Dietro la macchina da presa siede Hirofumi Fukuzawa, specialista dell’azione in tuta le cui coreografie di combattimento hanno plasmato per anni la produzione supereroistica della Toei, che lavora su una sceneggiatura di Atsuhiro Tomioka, tra gli autori più prolifici della scuderia tokusatsu e anime dello studio. È un motore dalle prestazioni note per questo genere di pellicola, fluente nella grammatica delle sequenze di trasformazione e delle mosse finali, e meno evidentemente adatto al clima emotivo cui aspira una premessa capace di inghiottire il sole.

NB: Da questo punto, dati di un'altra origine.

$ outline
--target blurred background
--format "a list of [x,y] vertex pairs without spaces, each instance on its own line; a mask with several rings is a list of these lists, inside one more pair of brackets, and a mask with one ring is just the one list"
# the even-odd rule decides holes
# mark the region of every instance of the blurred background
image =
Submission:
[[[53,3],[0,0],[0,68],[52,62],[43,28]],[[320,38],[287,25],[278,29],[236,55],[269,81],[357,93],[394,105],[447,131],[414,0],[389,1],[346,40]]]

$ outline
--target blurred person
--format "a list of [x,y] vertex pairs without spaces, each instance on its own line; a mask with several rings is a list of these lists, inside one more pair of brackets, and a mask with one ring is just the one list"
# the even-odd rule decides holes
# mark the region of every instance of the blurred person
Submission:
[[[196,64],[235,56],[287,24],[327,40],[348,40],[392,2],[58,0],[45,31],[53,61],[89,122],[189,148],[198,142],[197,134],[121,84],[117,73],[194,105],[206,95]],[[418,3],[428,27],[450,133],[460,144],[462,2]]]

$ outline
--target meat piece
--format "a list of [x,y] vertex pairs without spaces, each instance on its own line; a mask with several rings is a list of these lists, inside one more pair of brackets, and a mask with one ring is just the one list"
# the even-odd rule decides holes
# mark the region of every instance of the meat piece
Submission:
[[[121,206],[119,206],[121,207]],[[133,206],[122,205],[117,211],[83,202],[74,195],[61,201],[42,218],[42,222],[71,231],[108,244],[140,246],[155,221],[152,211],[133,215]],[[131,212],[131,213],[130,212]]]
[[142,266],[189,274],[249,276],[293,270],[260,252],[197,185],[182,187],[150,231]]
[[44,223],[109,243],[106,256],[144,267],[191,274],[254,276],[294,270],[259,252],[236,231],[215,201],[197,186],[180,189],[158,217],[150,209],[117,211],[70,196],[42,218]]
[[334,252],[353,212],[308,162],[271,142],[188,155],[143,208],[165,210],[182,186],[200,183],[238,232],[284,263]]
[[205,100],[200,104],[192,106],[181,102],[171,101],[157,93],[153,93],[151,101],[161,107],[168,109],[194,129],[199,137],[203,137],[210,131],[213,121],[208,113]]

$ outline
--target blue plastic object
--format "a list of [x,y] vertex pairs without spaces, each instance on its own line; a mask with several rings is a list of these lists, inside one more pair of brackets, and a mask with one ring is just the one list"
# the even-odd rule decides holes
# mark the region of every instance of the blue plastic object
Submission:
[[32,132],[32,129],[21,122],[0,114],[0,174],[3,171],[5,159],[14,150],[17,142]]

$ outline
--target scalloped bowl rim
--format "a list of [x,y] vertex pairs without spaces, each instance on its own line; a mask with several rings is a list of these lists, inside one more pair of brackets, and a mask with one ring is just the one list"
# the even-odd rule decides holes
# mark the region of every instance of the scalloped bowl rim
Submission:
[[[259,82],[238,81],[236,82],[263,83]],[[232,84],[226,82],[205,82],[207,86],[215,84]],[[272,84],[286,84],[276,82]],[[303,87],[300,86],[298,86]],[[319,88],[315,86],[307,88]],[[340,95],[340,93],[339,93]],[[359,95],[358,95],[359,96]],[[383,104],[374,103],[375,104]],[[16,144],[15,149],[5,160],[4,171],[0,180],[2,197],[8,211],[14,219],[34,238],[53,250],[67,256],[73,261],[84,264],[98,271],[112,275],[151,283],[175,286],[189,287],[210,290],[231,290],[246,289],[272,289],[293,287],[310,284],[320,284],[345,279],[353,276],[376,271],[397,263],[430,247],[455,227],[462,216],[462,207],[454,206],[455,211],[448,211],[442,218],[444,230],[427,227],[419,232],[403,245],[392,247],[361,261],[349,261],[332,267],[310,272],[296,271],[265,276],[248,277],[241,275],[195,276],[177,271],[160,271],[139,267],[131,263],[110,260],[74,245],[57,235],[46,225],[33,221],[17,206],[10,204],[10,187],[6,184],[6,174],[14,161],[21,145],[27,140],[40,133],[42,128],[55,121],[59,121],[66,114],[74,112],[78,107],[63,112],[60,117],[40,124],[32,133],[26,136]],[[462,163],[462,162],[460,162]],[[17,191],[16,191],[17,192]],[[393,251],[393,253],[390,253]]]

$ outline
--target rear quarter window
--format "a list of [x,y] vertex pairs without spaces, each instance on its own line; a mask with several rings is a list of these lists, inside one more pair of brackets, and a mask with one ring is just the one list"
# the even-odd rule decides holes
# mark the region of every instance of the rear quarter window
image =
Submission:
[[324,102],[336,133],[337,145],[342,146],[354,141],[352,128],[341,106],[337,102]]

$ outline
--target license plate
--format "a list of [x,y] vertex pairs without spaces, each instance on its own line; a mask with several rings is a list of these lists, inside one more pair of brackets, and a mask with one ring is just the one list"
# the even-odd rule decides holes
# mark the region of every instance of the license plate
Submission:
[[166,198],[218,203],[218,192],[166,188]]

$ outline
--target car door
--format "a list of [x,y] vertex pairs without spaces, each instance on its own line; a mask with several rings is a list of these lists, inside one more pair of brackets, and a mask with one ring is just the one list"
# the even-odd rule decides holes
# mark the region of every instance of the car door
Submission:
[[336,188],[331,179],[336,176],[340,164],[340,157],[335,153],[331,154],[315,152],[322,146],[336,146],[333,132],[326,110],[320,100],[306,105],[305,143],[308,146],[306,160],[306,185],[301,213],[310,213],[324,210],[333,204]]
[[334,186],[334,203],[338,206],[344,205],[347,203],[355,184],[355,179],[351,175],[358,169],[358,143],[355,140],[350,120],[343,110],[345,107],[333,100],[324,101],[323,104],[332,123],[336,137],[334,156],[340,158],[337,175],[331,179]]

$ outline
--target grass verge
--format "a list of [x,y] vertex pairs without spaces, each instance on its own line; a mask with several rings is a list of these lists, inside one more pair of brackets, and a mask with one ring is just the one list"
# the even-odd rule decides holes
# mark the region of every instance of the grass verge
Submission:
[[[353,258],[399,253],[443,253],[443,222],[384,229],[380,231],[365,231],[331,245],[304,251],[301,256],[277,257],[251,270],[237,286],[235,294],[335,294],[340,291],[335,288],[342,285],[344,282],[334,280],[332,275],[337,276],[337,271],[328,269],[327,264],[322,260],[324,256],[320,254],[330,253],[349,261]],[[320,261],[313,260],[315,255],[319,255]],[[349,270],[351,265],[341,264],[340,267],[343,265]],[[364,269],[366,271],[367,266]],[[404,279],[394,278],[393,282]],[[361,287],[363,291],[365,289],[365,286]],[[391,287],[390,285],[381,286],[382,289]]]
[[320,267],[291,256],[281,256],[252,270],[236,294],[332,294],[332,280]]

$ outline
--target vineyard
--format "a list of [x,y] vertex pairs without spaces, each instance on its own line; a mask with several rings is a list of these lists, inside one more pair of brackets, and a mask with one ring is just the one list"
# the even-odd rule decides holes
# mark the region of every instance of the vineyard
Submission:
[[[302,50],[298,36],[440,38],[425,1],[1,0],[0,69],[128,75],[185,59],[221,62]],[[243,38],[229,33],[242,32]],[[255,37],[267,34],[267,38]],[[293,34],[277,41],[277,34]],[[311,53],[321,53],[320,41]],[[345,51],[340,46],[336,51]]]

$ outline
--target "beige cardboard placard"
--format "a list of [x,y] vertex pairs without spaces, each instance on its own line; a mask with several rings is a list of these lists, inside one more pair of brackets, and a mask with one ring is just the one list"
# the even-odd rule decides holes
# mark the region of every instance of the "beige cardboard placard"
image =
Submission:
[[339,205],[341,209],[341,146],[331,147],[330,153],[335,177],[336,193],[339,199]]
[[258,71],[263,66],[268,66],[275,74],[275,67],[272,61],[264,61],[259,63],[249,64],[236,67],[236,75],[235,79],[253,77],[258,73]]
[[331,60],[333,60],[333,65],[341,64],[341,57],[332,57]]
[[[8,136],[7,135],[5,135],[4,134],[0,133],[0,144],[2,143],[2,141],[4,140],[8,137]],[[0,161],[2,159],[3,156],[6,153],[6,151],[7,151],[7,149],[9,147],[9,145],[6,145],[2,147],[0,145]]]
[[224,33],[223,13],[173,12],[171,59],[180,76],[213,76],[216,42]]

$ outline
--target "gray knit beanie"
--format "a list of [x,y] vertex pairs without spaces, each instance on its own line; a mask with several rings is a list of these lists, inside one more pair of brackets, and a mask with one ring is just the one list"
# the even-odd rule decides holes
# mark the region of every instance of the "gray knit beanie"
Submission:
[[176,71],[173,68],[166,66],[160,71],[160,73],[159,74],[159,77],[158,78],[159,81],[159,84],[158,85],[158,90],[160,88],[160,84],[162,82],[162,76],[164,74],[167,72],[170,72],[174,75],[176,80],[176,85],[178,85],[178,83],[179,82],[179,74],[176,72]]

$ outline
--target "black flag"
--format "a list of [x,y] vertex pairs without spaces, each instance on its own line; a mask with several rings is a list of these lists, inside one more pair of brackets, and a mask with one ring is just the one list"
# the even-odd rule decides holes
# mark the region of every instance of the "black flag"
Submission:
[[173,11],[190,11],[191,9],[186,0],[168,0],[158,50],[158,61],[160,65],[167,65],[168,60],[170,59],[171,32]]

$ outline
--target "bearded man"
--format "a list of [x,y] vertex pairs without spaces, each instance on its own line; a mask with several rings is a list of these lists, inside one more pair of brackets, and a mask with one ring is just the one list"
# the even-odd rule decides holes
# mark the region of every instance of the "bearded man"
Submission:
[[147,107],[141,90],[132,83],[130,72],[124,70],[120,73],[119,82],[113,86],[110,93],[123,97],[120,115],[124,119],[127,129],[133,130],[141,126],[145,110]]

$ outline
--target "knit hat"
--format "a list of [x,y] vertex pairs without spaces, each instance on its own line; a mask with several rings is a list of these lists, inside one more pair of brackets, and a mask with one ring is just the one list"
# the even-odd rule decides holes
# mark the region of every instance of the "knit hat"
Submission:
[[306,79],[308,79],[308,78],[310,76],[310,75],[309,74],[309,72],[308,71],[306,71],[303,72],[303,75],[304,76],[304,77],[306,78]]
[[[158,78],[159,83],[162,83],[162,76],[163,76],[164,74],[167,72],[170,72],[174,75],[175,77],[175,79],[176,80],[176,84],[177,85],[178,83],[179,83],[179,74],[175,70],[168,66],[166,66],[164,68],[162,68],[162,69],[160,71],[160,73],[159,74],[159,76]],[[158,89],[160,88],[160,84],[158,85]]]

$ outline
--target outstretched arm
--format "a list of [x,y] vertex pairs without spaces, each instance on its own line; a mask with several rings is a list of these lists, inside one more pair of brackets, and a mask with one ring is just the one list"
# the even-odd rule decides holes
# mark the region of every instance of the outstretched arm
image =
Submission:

Gavan Infinity confronts a rival Space Sheriff in the 2026 Toei feature
Gavan Infinity in Super Space Sheriff Gavan Infinity (2026)

Ciò che il film non risolve è se qualcosa di tutto questo abbia presa al di là della sua base. Gavan Infinity è pensato per un pubblico tokusatsu domestico che già guarda la serie ogni settimana, e il lungometraggio non è un titolo autonomo: condivide la data d’uscita con un film di Kamen Rider sotto un’insegna comune, un confezionamento che storicamente traina la vendita di biglietti alle famiglie, offuscando però quanto del pubblico appartenga a Gavan per meriti propri. La prima uscita cinematografica di un rilancio tende a fungere anche da evento promozionale per la linea televisiva e il suo merchandising, il che rende i numeri d’apertura un indicatore debole della capacità del marchio di reggersi da solo. Non c’è distribuzione internazionale confermata, nessun titolo localizzato fuori dal Giappone, e niente che finora suggerisca che lo studio consideri questo rilancio un’esportazione. Il film deve prima dimostrare che il nome Metal Hero sappia fare da capofila in patria — e una programmazione condivisa con una saga più grande non è il banco di prova più pulito per quel test.

Super Space Sheriff Gavan Infinity: The Day the Sun Cried arriva nelle sale giapponesi il 24 luglio 2026, in doppia programmazione con Kamen Rider ZEZTZ: Farewell Mission sotto l’insegna W Hero Summer Movie 2026 della Toei. Per l’Italia non è al momento confermata alcuna uscita cinematografica.